Around the world Cuba is known for the down-beat rhythms of Salsa and Son, but on the streets of Havana and other cities on the island Cubans seems to favor the pulsating beats of reggaeton over tunes that made the island famous.
The Cuban government, however, is not happy about this and is banning reggaeton from radio and television in an effort to preserve the country’s musical integrity and crack down on “vulgar” music, according to Cuba’s government newspaper, Granma.
Reggeaton is a form of music that mixes Jamaican dancehall with Caribbean salsa, Latin hip hop and electronic music and originated in Puerto Rico. The music has become popular in clubs from Argentina to the United States and Europe.

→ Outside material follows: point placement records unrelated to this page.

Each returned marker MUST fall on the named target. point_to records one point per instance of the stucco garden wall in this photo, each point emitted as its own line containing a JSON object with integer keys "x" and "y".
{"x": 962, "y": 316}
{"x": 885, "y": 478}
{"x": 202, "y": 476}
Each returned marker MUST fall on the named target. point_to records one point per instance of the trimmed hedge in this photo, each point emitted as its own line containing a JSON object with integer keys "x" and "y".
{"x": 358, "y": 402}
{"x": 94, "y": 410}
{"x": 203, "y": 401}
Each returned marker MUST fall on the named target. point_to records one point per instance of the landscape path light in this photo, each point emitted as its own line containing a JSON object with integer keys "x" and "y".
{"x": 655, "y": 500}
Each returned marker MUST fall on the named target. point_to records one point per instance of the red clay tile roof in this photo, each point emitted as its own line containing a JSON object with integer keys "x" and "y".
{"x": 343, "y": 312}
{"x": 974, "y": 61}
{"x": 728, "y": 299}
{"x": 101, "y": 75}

Neither vulgarity nor mediocrity will be able to tarnish the richness of Cuban music.
Much like hip hop, the music has caused controversy for its sexually explicit lyrics that some allege exploit women. Cuban authorities last year denounced as obscene the reggaeton song El Chupi Chupi by local artist Osmani García.
Any Cuban artists whose music is deemed demeaning to women or sexually explicit can be sanctioned or banned from performing, according to Orlando Vistel Columbie, the president of Cuba’s Cultural Ministry’s music institute.
“Neither vulgarity nor mediocrity will be able to tarnish the richness of Cuban music,” Vistel said in an interview posted online today by the Communist Party paper, according to Bloomberg. “Obviously, people can listen to what they want privately. But, that freedom doesn’t include the right to reproduce and disseminate that music.”
Vistel added that the music misrepresents “the inherent sensuality of Cuban women” and portrays them as “grotesque sexual objects.”
“I can assure you that traditional Cuban music has nothing to do with elitist codes nor is outdated,” Vistel said, defending musical forms such as Salsa, Son as well as rumba and Cuban Jazz. “With a professional movement, we encompass the most varied styles and modes of conducting sound, with a wonderful choral movement, with orchestras and soloists class, with carriers of traditions that preserve and transmit traditional values.”